Tibet okulla ilgili sorununu kendi çözdü. Hem de öyle güzel çözdü ki; çözümü suratımda tokat gibi patladı!

ve yine aynı soruyu sordurttu bana: "Ben çocukluğumla bağımı ne zaman kopardım!?"

"Anne sana çok güzel bir haberim var! Bugün okula girerken hiç ağlamadım, derste de hiç ağlamadım. Çünkü okula girerken ananeme sarılıp huzur topladım!"...


30 Eylül 2013 Pazartesi

Ödev!

Aslında uyarılmıştım.

"Hayatın çok zor olacak!", "İlk yıl çok zorlu geçer!", "Allah kolaylık versin!" gibilerinden...
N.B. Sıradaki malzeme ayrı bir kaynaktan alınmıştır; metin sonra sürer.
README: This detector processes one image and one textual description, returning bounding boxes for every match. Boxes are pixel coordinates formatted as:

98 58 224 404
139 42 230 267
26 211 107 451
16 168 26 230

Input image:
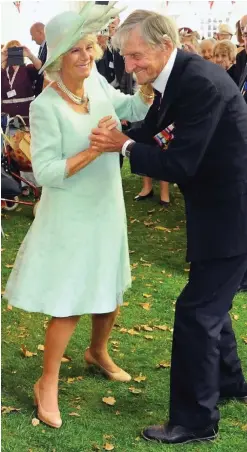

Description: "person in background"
179 27 200 55
217 24 234 41
213 39 237 71
1 40 40 125
1 41 40 196
229 14 247 86
200 38 217 61
97 28 109 52
30 22 47 97
236 20 244 53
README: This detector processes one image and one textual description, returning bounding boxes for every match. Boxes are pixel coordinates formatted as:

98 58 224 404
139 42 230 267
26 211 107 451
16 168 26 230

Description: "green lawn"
2 164 247 452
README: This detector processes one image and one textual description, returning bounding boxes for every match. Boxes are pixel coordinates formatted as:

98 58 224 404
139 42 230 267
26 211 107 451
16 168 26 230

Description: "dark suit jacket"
128 50 247 261
34 43 47 97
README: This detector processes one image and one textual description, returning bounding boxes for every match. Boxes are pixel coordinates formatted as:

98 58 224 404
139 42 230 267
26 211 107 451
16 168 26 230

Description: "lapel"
157 49 192 129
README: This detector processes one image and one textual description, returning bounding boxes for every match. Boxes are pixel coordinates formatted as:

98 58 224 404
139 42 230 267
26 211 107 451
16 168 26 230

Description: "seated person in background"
1 40 40 125
213 39 237 71
179 27 200 55
200 38 217 61
1 40 39 196
236 20 244 53
217 24 234 41
97 28 109 52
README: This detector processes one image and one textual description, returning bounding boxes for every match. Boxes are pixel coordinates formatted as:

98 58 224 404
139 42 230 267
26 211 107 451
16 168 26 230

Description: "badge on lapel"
154 124 175 151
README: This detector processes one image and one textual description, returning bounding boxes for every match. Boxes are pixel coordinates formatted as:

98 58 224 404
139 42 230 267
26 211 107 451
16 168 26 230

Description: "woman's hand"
98 116 118 130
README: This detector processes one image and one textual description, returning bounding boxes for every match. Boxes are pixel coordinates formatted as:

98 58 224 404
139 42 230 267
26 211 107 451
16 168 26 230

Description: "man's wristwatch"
121 140 135 158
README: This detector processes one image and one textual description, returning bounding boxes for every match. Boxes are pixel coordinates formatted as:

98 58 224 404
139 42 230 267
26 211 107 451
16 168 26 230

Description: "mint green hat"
39 1 125 74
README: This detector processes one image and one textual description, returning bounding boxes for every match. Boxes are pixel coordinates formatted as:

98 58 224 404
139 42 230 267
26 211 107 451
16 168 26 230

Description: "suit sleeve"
130 77 225 184
98 74 150 122
30 102 66 188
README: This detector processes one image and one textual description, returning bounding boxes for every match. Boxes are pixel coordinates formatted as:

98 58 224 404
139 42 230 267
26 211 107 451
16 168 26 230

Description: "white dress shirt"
152 49 178 97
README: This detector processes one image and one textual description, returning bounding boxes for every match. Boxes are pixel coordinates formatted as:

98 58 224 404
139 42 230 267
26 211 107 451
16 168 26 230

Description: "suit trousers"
169 254 247 430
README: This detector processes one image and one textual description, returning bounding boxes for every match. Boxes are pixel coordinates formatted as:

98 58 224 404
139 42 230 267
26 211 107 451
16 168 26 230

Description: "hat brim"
39 1 126 74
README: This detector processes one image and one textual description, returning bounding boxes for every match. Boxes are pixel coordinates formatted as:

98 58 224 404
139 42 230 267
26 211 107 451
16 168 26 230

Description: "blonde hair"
112 9 180 51
213 39 237 63
3 39 21 50
45 34 103 81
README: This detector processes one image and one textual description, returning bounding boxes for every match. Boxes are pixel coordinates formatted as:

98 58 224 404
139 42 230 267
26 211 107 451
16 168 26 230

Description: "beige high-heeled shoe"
33 380 62 428
84 347 131 383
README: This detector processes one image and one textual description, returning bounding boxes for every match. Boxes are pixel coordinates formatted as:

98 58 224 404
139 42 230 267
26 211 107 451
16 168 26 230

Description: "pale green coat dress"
5 68 148 317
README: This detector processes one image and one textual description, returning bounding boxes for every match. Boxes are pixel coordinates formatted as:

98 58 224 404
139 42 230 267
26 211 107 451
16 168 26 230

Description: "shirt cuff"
121 140 135 157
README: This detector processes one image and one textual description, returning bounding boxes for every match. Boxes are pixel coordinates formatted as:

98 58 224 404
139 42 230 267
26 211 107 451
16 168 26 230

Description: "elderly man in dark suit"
91 10 247 444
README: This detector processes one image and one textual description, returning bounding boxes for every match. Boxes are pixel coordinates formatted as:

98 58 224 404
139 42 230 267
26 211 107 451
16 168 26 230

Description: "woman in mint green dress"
5 2 150 428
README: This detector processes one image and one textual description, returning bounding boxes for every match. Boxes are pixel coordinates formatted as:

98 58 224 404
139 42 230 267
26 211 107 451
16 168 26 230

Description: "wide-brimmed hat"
218 24 234 36
39 1 125 73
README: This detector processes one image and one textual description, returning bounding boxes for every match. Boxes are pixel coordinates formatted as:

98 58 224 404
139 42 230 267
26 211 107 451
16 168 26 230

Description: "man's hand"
89 128 129 152
98 116 118 130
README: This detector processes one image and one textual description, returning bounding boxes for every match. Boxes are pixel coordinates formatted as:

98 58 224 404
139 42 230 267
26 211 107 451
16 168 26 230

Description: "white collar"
152 49 178 96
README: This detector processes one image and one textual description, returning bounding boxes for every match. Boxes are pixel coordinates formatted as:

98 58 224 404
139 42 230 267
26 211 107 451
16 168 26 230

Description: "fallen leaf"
61 355 72 363
32 417 40 427
154 226 171 232
154 325 169 331
134 375 147 383
143 221 155 228
142 325 153 331
129 386 142 394
102 397 116 406
21 344 37 358
119 328 128 333
38 344 45 352
140 303 151 311
128 328 139 336
156 361 171 369
103 443 115 450
1 406 21 414
67 377 76 383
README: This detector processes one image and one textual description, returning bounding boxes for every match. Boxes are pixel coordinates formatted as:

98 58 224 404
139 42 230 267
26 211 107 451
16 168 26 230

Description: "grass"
2 164 247 452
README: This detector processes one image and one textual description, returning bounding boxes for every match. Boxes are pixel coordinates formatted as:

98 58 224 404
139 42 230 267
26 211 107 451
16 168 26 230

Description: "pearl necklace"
57 76 89 105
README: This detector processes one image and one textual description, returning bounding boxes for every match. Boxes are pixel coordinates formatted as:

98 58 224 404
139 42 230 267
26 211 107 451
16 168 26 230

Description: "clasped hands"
89 116 129 152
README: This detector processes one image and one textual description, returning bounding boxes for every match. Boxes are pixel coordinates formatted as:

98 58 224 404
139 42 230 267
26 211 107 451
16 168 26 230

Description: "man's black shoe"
142 423 218 444
237 284 247 292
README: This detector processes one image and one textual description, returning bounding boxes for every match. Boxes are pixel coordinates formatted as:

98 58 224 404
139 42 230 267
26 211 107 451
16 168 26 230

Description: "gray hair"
113 9 181 51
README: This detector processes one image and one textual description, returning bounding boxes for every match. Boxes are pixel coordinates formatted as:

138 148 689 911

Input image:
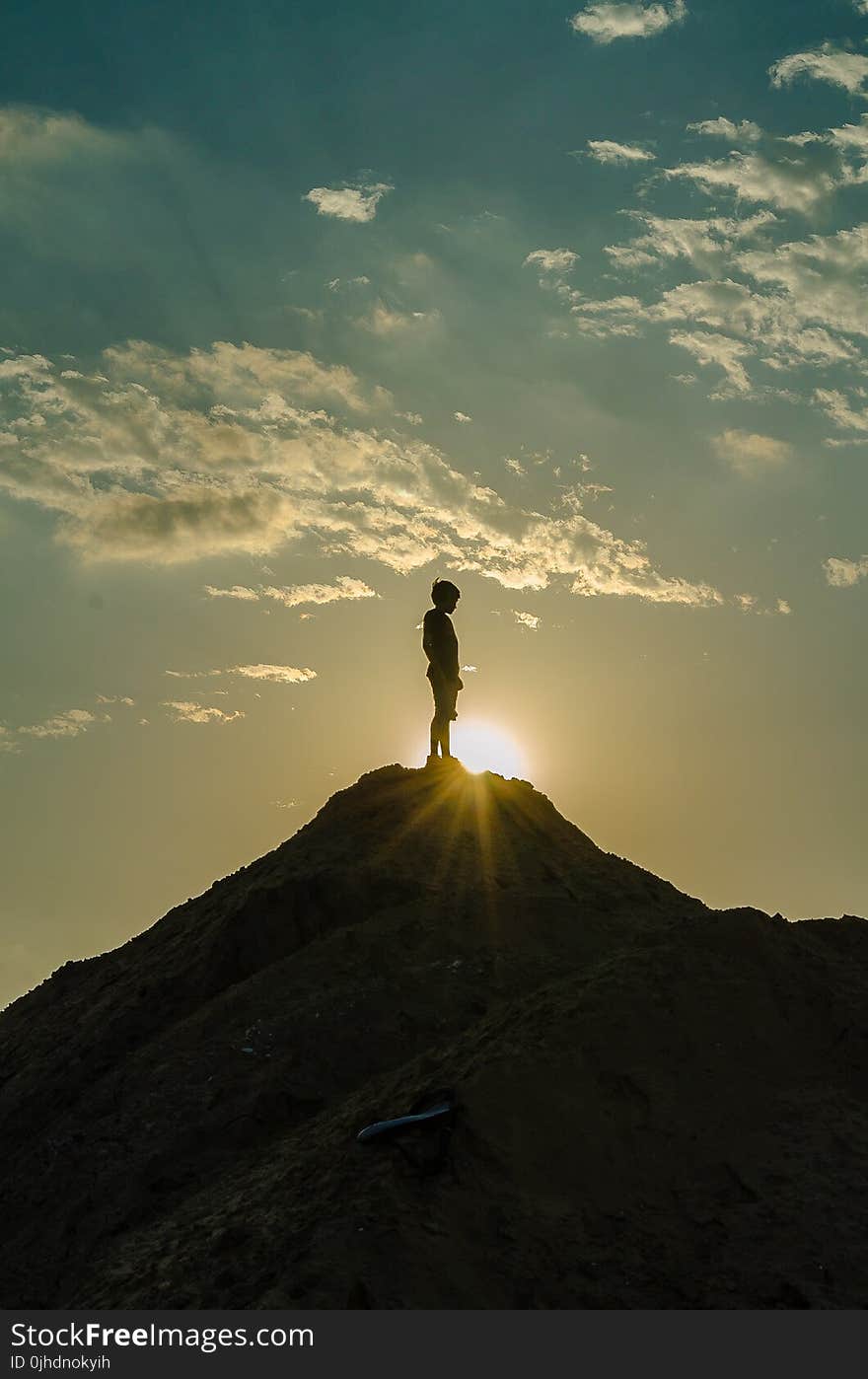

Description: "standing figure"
422 579 464 765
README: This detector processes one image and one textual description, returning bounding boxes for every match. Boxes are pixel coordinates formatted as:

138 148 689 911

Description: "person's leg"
440 717 451 758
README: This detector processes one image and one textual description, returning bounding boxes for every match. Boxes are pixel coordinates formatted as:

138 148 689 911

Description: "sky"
0 0 868 1001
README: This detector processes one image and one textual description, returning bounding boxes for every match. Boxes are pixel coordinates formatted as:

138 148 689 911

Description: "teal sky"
0 0 868 1000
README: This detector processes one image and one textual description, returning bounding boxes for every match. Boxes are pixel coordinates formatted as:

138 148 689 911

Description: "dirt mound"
0 765 868 1307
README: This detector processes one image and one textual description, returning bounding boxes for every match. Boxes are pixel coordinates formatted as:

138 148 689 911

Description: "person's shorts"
429 676 458 720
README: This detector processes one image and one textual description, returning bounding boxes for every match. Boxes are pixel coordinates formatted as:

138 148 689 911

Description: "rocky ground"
0 765 868 1307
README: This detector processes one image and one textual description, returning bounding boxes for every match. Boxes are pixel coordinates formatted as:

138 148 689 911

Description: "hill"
0 765 868 1307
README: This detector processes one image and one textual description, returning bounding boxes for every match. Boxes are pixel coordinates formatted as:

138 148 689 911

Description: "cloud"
163 665 316 693
814 388 868 434
163 699 245 723
570 0 687 42
588 139 654 164
687 114 763 143
224 666 316 686
525 250 578 273
0 340 720 604
670 331 752 398
663 149 840 212
304 182 395 225
0 107 128 169
823 555 868 589
18 709 100 738
0 723 21 753
205 575 380 609
357 302 440 331
712 429 792 475
605 211 777 269
205 585 260 603
768 42 868 95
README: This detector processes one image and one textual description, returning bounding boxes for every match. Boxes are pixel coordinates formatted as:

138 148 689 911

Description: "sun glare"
451 718 525 779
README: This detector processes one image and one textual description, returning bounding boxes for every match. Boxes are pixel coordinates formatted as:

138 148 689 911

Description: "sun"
451 718 525 779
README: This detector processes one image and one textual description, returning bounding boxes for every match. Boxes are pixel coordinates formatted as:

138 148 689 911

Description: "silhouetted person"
422 579 464 763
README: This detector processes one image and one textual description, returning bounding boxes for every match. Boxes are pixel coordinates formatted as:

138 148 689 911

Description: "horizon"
0 0 868 1005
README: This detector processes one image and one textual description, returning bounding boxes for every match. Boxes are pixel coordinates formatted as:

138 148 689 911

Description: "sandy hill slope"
0 765 868 1307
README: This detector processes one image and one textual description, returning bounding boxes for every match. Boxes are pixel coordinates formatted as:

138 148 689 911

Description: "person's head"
431 579 461 613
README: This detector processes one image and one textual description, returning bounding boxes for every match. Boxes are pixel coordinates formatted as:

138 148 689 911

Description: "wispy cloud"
163 665 316 693
570 0 687 42
823 555 868 589
0 341 719 603
588 139 654 164
525 250 578 273
205 575 380 609
304 182 395 225
0 723 21 753
768 42 868 95
163 699 245 724
357 302 440 338
225 665 316 686
18 709 100 738
687 114 763 143
712 427 792 475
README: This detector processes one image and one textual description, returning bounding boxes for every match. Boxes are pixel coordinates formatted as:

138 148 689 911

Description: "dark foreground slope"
0 766 868 1307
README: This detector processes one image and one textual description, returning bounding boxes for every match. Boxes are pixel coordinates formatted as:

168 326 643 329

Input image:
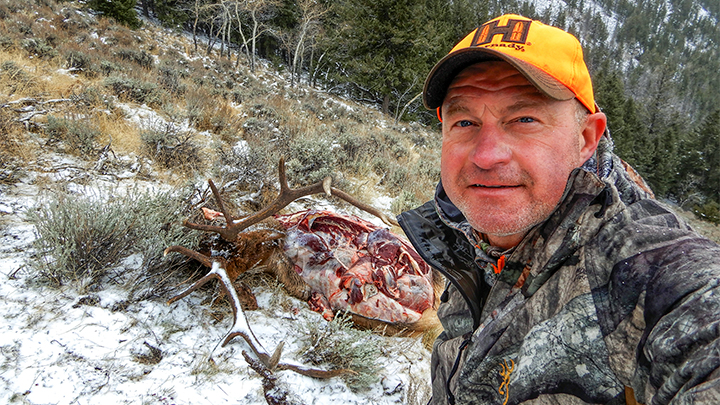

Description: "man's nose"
470 124 512 170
Ama bu kadarını da beklemiyordum...

İlk iki hafta bitti, tam her şey süper, çok güzel derken, bizimki sabahları okula girerken başladı ağlamaya: "Ben korkuyorummm, okuldan da korkuyorum, öğretmenden de korkuyorummmm!" 
Ama asıl mesele hep son cümlede gizliymiş meğer: "Derslerden korkuyorummmm!"

Ders yaptırmak tam bir işkence!

- Oğlum hadi yap şu ödevini!

Bizimki iki çiziktiriyor dönüyor bir ton anısını anlatıyor.

- Evet oğlum, çok güzel ama şu dersini bitir sonra anlatırsın olmaz mı?
- Olur anne!

İki saniye sürmüyor, tekrar dönüp bir sürü şey anlatmaya devam! Kısa bir süre sonra ben cinnet geçirme noktasına geliyorum; bu kısmını hızlı geçeyim :/

Bizimkinin ödevle ilgili güzide sözleri oluştu bu arada ki; bu dönemin en keyifli kısmı bunlar...

- Anasınıfı çok daha güzeldi! Eve geliyordun, ödev mödev yok, ooohhh sırtını yastığa dayıyordun, çizgi film, sohbet, oyun, gel keyfim gel!!!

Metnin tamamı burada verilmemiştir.